The police force was made up of what we now call "apples," men who are red outside and white inside. They were led by Lieutenants Shave Head and Bull Head. The police came to arrest the great leader before dawn on an icy winter morning. The ground was covered with snow. They burst into his one-room log cabin with their six-shooters drawn.
They dragged him naked from beneath his buffalo robe and pushed him outside; they would not even let him dress properly. They kept pushing at him as they put handcuffs on. The commotion awoke Sitting Bull's friends and relatives in the cabins nearby. Led by the old chief's friend and adopted brother Chase-the-Bear, they came boiling out of their huts and tipis. A woman's voice rose in a song: "Sitting Bull, You were a warrior once, What are you going to do now?" The old chief stopped abruptly. He pushed the policemen away, saying: "I won't go!" Immediately one of the police chiefs shot him through the body, and an all-out fight to the death began.

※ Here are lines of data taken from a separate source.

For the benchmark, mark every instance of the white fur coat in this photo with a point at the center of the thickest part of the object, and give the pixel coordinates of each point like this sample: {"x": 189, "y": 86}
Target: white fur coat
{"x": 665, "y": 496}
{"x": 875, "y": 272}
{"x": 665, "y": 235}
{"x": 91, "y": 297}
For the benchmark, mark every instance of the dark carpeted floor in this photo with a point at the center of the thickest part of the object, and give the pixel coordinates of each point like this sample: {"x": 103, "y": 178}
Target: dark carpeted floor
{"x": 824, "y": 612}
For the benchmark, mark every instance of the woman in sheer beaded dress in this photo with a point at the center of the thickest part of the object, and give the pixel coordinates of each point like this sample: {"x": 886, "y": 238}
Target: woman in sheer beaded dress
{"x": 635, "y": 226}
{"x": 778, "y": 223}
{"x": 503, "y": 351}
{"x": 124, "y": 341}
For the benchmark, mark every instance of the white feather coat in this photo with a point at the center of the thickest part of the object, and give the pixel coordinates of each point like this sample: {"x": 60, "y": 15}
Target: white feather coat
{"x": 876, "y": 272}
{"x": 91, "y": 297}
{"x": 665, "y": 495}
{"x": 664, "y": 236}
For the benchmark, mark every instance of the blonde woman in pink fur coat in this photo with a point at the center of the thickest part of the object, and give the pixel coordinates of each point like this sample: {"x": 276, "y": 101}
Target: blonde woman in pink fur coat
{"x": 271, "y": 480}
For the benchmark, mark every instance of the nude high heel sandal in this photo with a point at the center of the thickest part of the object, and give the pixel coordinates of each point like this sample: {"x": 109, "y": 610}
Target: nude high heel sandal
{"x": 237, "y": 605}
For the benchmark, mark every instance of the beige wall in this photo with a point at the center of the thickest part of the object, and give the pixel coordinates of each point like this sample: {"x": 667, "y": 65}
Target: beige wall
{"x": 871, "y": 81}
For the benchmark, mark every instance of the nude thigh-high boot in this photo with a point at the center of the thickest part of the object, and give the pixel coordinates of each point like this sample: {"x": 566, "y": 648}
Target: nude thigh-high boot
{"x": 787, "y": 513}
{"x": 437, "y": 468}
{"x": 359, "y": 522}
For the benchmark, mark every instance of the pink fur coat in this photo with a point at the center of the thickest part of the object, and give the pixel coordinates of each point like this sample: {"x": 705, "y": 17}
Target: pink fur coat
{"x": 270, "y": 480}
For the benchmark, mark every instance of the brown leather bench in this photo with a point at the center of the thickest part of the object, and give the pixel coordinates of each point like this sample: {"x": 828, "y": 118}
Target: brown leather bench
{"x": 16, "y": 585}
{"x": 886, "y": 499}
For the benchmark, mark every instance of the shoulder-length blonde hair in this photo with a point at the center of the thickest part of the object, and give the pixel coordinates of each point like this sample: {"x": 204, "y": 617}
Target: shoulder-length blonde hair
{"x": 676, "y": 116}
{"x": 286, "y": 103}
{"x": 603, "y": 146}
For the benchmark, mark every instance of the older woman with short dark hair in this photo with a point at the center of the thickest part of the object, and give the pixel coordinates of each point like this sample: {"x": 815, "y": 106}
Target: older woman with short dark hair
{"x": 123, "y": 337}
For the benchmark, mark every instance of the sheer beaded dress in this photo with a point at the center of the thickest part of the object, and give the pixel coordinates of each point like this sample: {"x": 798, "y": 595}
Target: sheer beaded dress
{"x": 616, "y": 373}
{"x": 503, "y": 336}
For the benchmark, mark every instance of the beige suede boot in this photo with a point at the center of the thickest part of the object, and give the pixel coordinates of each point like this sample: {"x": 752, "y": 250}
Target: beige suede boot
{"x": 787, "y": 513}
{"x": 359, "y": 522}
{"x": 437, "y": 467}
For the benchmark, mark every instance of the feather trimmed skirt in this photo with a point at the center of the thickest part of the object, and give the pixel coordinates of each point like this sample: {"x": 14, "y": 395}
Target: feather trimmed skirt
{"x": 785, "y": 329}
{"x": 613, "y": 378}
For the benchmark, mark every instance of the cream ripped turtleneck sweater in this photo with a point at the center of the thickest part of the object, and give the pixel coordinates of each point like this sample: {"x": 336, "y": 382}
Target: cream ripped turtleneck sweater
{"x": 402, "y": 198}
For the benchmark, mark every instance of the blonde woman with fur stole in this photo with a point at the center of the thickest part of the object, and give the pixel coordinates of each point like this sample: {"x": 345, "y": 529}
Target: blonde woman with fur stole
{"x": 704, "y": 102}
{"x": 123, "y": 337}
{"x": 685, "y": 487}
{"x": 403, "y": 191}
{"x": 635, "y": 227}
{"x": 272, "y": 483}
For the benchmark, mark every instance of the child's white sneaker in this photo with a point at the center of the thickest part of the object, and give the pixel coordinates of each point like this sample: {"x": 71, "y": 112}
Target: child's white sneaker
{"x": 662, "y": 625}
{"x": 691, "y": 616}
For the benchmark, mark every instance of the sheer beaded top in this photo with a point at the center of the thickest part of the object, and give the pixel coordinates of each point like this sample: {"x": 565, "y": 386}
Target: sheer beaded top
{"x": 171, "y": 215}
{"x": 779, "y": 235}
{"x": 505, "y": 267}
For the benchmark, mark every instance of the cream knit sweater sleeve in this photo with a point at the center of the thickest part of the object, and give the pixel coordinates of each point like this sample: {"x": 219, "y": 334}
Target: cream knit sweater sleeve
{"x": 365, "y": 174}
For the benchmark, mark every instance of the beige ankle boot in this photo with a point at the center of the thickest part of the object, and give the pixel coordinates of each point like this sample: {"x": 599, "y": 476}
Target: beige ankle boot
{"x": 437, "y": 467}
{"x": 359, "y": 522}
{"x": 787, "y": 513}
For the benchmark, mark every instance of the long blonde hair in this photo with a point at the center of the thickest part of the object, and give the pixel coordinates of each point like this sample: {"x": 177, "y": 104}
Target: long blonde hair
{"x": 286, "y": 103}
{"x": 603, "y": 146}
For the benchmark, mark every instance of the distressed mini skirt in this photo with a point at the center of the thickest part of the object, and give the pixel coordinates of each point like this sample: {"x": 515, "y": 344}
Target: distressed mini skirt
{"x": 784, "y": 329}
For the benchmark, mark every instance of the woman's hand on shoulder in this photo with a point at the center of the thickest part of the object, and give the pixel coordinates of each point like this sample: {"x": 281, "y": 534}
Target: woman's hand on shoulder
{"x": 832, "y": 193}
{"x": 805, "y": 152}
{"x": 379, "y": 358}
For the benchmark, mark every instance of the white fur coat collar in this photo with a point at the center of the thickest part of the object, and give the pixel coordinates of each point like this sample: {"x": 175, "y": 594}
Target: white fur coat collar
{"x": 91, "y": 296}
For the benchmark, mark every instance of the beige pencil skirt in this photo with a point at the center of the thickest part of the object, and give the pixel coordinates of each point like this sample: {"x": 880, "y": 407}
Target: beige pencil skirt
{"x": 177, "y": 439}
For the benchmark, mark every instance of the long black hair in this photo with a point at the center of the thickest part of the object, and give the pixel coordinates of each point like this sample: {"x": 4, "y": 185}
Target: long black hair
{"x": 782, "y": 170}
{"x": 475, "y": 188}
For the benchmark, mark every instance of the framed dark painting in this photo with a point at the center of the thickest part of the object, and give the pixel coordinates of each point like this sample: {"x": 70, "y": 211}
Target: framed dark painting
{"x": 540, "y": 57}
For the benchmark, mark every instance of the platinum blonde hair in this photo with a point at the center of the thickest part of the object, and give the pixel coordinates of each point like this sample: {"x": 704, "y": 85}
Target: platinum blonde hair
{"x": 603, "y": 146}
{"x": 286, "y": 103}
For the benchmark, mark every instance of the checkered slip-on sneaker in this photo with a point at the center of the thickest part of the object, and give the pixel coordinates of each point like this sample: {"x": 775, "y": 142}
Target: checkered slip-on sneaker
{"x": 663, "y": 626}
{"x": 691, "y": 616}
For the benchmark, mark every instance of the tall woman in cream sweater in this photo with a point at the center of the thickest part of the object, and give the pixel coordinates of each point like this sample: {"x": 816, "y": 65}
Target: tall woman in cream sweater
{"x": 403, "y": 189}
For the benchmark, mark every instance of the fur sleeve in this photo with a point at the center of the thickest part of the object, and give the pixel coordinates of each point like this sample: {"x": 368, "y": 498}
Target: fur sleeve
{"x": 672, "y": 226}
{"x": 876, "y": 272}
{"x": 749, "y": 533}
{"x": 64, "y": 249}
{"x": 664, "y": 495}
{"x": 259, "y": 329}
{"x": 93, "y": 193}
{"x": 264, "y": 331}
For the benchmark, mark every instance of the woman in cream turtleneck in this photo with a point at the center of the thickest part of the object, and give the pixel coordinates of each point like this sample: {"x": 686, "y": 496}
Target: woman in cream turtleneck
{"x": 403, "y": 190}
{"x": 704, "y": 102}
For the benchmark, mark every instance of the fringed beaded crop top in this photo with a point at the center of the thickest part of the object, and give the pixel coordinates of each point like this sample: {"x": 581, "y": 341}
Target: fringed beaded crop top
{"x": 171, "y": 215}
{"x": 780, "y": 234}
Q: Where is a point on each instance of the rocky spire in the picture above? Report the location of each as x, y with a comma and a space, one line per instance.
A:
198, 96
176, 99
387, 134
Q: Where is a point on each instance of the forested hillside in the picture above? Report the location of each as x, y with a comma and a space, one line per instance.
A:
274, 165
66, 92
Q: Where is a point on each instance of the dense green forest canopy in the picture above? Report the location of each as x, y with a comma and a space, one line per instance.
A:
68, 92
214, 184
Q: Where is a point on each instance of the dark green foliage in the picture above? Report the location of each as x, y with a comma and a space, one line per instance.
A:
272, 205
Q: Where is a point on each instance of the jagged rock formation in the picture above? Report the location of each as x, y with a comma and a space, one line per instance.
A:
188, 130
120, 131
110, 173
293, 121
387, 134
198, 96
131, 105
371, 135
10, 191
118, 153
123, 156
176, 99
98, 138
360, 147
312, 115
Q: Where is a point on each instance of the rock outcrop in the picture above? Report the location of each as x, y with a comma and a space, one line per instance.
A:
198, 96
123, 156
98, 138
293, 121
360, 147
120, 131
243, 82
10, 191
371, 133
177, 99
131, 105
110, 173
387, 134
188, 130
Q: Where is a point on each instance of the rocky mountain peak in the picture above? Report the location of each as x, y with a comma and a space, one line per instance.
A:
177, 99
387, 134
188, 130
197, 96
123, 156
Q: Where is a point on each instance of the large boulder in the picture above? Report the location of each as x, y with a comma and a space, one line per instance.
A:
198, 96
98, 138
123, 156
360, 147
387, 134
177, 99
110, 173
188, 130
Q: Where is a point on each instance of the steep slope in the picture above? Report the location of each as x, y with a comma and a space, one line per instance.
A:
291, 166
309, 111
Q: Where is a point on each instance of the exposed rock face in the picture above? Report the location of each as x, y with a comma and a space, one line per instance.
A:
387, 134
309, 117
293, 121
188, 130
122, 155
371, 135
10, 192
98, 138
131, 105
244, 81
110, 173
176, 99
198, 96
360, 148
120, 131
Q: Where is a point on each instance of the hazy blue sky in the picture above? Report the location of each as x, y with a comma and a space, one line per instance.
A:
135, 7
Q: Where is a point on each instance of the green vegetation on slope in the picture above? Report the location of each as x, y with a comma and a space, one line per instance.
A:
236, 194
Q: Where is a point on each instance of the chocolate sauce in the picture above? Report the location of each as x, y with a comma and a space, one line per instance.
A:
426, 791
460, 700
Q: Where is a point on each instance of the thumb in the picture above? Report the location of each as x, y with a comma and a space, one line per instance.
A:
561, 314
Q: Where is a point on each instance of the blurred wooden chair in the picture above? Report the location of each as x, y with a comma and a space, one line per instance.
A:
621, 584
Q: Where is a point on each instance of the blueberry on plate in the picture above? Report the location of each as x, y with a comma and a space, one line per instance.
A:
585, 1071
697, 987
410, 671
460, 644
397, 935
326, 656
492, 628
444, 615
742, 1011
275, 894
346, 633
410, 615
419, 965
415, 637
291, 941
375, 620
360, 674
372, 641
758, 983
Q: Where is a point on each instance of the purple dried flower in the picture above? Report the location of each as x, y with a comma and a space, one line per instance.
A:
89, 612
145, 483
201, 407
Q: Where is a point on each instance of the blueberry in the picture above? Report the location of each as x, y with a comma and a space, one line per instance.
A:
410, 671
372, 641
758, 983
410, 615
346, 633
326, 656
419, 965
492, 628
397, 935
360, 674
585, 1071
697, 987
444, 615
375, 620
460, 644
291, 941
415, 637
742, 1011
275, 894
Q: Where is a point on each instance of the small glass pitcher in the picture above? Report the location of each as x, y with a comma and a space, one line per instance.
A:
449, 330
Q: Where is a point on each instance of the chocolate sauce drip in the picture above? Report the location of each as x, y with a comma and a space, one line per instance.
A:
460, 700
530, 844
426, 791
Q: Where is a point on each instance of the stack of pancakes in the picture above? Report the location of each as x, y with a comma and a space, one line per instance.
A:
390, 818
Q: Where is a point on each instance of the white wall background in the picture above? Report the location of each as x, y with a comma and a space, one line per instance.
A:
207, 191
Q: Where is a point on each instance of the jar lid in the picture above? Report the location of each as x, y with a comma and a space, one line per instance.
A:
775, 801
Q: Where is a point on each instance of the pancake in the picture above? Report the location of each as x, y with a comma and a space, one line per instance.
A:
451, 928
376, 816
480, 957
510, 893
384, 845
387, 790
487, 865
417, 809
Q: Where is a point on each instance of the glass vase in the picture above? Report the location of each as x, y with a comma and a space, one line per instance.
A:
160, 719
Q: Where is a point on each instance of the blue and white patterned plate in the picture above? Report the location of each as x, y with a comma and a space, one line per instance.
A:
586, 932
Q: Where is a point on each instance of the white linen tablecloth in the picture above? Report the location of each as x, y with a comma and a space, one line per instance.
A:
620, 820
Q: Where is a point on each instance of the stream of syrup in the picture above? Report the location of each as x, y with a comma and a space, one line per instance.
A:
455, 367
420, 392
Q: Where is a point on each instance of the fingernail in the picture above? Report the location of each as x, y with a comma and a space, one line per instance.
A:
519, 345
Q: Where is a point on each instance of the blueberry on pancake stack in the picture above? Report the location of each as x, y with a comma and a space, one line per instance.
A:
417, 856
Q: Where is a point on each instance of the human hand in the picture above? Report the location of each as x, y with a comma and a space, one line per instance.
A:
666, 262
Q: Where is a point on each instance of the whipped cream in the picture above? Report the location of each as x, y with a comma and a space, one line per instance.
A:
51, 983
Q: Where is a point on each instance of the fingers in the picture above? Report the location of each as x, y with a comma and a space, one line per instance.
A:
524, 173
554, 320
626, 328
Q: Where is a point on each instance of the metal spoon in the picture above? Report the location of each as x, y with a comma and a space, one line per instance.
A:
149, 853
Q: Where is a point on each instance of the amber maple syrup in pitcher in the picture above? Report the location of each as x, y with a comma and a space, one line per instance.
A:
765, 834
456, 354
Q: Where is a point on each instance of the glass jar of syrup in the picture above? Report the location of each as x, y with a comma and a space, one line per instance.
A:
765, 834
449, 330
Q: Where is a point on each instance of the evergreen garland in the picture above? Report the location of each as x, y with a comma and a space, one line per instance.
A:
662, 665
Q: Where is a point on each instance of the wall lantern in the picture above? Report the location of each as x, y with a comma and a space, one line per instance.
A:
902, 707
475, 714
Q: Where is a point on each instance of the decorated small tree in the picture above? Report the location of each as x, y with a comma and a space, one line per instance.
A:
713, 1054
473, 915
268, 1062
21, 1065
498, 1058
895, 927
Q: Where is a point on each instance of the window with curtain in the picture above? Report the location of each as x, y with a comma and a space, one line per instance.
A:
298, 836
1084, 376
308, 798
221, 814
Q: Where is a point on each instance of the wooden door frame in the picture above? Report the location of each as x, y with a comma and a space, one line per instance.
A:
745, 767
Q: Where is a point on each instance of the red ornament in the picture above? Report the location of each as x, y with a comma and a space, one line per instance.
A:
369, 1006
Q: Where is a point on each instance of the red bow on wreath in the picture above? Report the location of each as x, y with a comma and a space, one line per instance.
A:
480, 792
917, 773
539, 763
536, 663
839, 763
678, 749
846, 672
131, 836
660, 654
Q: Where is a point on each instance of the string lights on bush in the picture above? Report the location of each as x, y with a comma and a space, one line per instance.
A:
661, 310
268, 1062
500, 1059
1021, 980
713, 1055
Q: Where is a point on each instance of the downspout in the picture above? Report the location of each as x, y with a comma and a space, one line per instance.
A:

It is always said that a fight between Indians and whites is one thing, but when Sioux fights Sioux, watch out! The police tried to act like whites, but once the fight started, they became Indian warriors again. And among Sitting Bull's friends were some of the bravest warriors, who had fought in many famous battles. When it was over, fifteen people lay dead or dying in the snow, among them Sitting Bull, Chase-the-Bear, and the two police chiefs.
When the white horse heard the shooting, it thought it was back in the circus during the Wild West Show. It began dancing and prancing, sitting on it's haunches and raising up it's front legs, jumping around, bowing, curtsying, doing all the tricks it had been taught. In this way it honored its dead master in the only way it knew. All who saw it said that the horse was possessed, wakan, in the spirit way, because it was unhurt even though it had danced through a hail of bullets. The white horse kept dancing for a while after the fight was over and the bloody scene was silent.
Thus Tatanka Iyotake, the great Sitting Bull, and his favorite white horse became part of the legend of our people.
* Told by George Eagle Elk at Parmelee, Rosebud Indian Reservation, South Dakota, 1969
In 1890 the messianic ghost dance religion swept the Plains tribes. Originating with a vision of the Paiute prophet Wovoka, and heralded by such signs as a frightening eclipse of the sun, the ghost dance was a religion of despair. It gave hope to a people deprived of their ancient hunting grounds and were starving on the reservations. Ghost dancers performed a special round dance, holding hands and singing ghost dance songs. Their shirts, painted with the images of stars, the moon and sun, and magpies, were supposed to make them bulletproof. Dancers swooned and fell down in a trance. Afterwards they declared that they had been in a beautiful land teeming with buffalo, and that they had met their long-dead relatives. The ghost dance, so Wovoka said, would change the world back into what it was before the white man came.